Uno tiene que responder al miedo de manera inmediata;
por lo tanto siempre se halla privilegiado en relación a otras emociones
El miedo también afecta nuestra vida en sociedad, como
sostiene el neurocientífico de la Universidad de Nueva York, Joseph Ledoux,
quien postula: "El miedo puede, definitivamente, modular las situaciones
sociales. Maridos, esposas, padres y profesores usan el miedo igual que los
políticos para conseguir objetivos sociales. Éste no es un juicio de valor. Es
justamente lo que hacemos.
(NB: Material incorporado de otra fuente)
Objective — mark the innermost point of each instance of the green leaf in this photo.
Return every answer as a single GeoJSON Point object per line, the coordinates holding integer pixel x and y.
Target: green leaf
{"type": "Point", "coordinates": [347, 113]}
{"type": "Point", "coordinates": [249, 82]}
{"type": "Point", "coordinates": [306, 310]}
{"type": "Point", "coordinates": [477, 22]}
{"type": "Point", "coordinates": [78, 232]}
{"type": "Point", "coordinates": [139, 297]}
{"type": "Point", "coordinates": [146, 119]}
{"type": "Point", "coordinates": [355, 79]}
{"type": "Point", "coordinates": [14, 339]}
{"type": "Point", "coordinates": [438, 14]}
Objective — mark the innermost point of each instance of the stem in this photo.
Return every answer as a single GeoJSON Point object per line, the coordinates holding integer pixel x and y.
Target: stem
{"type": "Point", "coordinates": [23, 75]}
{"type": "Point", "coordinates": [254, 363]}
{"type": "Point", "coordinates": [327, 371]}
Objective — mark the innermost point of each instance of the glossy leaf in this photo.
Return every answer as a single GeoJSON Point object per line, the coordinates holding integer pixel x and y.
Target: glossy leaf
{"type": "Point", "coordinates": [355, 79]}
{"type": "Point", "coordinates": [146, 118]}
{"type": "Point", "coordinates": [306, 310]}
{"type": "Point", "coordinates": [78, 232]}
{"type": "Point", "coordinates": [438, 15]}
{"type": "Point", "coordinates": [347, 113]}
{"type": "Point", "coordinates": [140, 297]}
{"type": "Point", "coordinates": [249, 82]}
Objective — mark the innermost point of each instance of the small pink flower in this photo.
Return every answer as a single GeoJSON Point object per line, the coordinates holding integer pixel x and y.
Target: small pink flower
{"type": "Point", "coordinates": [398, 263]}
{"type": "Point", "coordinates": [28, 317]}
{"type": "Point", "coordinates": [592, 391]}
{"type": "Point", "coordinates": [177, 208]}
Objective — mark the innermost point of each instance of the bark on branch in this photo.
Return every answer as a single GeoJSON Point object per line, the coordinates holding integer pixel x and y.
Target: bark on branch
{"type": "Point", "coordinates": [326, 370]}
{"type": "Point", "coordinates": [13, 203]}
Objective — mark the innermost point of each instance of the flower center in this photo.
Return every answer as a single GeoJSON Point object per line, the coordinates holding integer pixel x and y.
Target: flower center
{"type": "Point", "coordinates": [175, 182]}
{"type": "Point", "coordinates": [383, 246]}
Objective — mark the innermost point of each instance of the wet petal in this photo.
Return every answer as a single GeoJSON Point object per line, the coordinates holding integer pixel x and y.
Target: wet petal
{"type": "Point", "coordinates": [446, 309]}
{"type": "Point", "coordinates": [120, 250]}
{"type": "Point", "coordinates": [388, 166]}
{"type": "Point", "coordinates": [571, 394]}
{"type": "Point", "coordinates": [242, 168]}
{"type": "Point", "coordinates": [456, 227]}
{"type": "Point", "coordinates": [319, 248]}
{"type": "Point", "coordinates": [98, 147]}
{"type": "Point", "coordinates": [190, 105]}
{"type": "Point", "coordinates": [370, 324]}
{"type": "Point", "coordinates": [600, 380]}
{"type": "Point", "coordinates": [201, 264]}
Sería mejor si usásemos formas menos aversivas de
motivación pero precisamente porque el miedo funciona tan bien, es por defecto
lo que más usamos". Sería mejor, sin dudas, que ciertas emociones básicas
positivas nos guiaran en las construcciones interpersonales y sociales de gran
escala. Hay muchos ejemplos de esto en la historia y seguramente los habrá en
el futuro. El miedo no moviliza, más bien todo lo contrario, encuentra su
provecho en el toque de queda. Es a través del terror extremo como se
construyen los sistemas autoritarios: la amenaza permanente a quienes no
adscriben al mismo, el temor a la pérdida de la integridad. Esa estrategia
primitiva de coerción dista mucho de lo que las sociedades modernas y
democráticas mantienen como ideal. La comunidad solidaria que deben constituir
las naciones tiene que ver también con saber curarnos los espantos los unos a
los otros, y que, en todo caso, el que persevere sea aquel que supo cantar
García Lorca: el miedo a perder la maravilla.